Für die Hunde geht es darum, Menschen aufzuspüren. Foto: Michael Raubold Photographie

Beim Mantrailing lernen Hunde, Menschen zu finden. Das hält Herrchen und Vierbeiner auf Trab.

Marbach - Normalerweise wuseln Kinder und Jugendliche über den Pausenhof der Uhlandschule. Heute ist aber Samstag und die Kids können sich von Mathe, Deutsch und Co. erholen. Gelernt wird trotzdem auf dem Gelände. Cara, Benjiro und Tiffy bekommen eine Unterrichtseinheit. Allerdings pauken die drei nicht, um für den Ernst des Lebens gewappnet zu sein. Für sie geht es darum, Menschen aufzuspüren. Cara, Benjiro und Tiffy sind nämlich Hunde und üben sich unter der Regie von Trainerin Conchita Garcia in der Kunst des Mantrailings.

„Das ist ein Hundesport“, erklärt Conchita Garcia. Die Tiere und ihre Halter, die die quirlige Frau aus Bietigheim-Bissingen unter ihren Fittichen hat, werden also nicht auf den Katastrophenfall vorbereitet und kommen nicht genau dann zum Einsatz, wenn irgendwo ein Haus eingestürzt ist, um unter dessen Trümmern nach Bewohnern zu suchen. „Profis wie vom Roten Kreuz oder den Johannitern machen zwar auch Mantrailing, aber für uns hier ist das ein Hobby“, konstatiert sie. Die Tiere würden gefordert, wenn sie die Witterung aufnehmen müssen. Außerdem wird ihnen vermittelt, sich auf eine bestimmte Sache zu konzentrieren. Das macht den Sport nicht zuletzt für solche Halter interessant, deren bester tierischer Freund gewisse Ängste hat oder nicht immer gleich aufs Wort folgt. „Und die Hunde haben die Anatomie dafür“, stellt Conchita Garcia fest.

Das kann man wohl sagen. Die Näschen des Trios auf zwölf Pfoten sind nach menschlichen Maßstäben sagenhaft. „Wir müssen ihnen hier auch nicht das Riechen beibringen, sondern das Verfolgen einer Spur“, sagt die Trainerin von der Mantrailing-Academy. Dies geschieht nach einer speziellen Methode, die in den USA entwickelt wurde und auf deren Basis Andreas Ebert von Mantrailing-International in Worms arbeitet.
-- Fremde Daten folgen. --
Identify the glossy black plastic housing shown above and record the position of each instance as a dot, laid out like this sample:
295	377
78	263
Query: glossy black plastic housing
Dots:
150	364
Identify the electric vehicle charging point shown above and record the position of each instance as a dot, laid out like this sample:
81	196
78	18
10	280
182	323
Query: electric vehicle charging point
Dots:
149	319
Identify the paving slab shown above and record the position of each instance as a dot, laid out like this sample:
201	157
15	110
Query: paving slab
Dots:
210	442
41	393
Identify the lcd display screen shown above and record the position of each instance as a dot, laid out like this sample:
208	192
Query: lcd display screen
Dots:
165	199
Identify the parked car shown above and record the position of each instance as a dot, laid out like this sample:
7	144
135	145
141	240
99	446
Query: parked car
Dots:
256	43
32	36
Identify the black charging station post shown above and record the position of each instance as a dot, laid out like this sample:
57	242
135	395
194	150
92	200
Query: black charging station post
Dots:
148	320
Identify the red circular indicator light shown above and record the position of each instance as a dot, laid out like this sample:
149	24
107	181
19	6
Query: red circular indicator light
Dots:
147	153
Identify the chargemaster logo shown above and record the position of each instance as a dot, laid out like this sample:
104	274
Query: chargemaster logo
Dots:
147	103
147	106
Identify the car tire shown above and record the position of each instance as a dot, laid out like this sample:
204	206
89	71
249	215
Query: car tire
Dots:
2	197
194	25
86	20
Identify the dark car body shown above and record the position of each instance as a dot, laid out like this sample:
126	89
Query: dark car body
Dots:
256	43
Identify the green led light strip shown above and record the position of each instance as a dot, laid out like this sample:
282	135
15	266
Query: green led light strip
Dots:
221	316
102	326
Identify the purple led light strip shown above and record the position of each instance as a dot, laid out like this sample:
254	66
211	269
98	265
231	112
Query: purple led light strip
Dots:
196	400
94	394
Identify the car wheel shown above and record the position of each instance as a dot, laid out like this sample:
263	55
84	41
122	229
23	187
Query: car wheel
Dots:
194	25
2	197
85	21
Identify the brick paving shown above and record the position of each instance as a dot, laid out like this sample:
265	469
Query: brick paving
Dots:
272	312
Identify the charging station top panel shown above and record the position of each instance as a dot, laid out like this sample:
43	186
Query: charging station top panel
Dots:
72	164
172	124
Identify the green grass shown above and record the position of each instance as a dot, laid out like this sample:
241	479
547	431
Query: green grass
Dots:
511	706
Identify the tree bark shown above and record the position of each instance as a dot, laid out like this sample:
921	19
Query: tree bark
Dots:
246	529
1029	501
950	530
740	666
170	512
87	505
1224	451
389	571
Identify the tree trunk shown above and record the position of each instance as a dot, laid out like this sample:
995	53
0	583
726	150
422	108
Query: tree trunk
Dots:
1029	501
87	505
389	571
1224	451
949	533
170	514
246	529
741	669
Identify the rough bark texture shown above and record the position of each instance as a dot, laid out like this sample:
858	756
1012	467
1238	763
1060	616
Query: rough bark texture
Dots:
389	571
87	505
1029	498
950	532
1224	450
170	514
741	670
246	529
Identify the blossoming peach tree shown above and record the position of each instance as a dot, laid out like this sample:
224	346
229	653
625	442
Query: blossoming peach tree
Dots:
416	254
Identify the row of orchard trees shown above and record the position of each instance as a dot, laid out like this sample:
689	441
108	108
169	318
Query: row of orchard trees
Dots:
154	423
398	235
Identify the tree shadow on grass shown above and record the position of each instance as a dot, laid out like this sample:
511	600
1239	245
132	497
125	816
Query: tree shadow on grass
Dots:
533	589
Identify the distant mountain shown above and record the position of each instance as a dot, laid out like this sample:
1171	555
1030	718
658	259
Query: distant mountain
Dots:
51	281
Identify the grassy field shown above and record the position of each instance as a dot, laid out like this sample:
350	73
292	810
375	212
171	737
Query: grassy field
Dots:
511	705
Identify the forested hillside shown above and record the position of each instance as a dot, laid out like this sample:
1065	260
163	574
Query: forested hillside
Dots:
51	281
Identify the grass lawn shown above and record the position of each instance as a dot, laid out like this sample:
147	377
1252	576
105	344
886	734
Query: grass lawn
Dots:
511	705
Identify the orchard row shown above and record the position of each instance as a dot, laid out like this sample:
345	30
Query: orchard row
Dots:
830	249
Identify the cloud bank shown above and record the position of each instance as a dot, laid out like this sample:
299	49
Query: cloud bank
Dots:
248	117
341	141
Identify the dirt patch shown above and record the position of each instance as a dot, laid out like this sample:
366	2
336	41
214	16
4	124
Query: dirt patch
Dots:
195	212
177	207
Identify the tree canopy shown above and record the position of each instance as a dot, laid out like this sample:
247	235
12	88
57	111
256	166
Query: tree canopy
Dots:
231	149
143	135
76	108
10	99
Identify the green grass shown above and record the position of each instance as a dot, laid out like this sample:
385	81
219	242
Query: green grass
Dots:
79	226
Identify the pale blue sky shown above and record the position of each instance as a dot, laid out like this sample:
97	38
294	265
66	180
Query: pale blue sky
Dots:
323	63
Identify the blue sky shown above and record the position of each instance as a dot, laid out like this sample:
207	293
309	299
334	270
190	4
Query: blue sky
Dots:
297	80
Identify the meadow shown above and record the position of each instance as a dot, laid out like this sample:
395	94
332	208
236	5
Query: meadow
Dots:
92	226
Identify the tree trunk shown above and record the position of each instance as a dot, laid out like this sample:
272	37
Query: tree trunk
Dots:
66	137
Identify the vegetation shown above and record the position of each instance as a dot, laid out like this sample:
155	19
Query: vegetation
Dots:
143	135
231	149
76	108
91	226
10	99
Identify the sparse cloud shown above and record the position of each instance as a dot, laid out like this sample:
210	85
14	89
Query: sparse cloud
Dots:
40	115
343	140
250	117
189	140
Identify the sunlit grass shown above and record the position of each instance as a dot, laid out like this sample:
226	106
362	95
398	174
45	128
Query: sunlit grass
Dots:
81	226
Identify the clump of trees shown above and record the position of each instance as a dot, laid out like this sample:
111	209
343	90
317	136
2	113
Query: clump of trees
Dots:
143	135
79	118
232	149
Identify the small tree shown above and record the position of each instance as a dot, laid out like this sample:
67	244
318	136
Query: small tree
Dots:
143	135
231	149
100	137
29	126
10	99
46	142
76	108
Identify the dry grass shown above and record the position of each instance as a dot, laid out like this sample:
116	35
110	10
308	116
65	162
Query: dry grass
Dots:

Ebert wiederum hat Conchita Garcia das Einmaleins des Mantrailings beigebracht und ist auch ihr Kooperationspartner. Für beide liegt der Schlüssel zum Erfolg bei der Motivation. „Wenn der Hund den Menschen gefunden hat, feiern wir eine Party“, erklärt die Trainerin schmunzelnd.

Die Erste, die heute einen draufmachen darf, ist Tiffy. Sie muss versuchen, Lehrgangsteilnehmerin Sarah Busch zu finden, die sich auf einem Spielgerät versteckt hat. Nur ein Halstuch hat Sarah Busch zurückgelassen. Doch das genügt der schlauen Tiffy. Sie schnüffelt für einen Moment an dem Referenzobjekt und nimmt dann mit ihrem Frauchen Tina Schürrle im Schlepptau die Fährte auf. Der Straßenhund aus Bulgarien orientiert sich an den Hautpartikeln, die in der Luft schweben. Sie weisen dem Mischling am Ende tatsächlich den Weg zu Sarah Busch – die ihr zunächst allerdings nur einen Teil der Belohnung bei diesem so genannten Warm-up gönnen darf. „So hat sie richtig Lust darauf, weiterzumachen“, erläutert Conchita Garcia. Entsprechend folgt noch eine zweite Runde, der Intensity.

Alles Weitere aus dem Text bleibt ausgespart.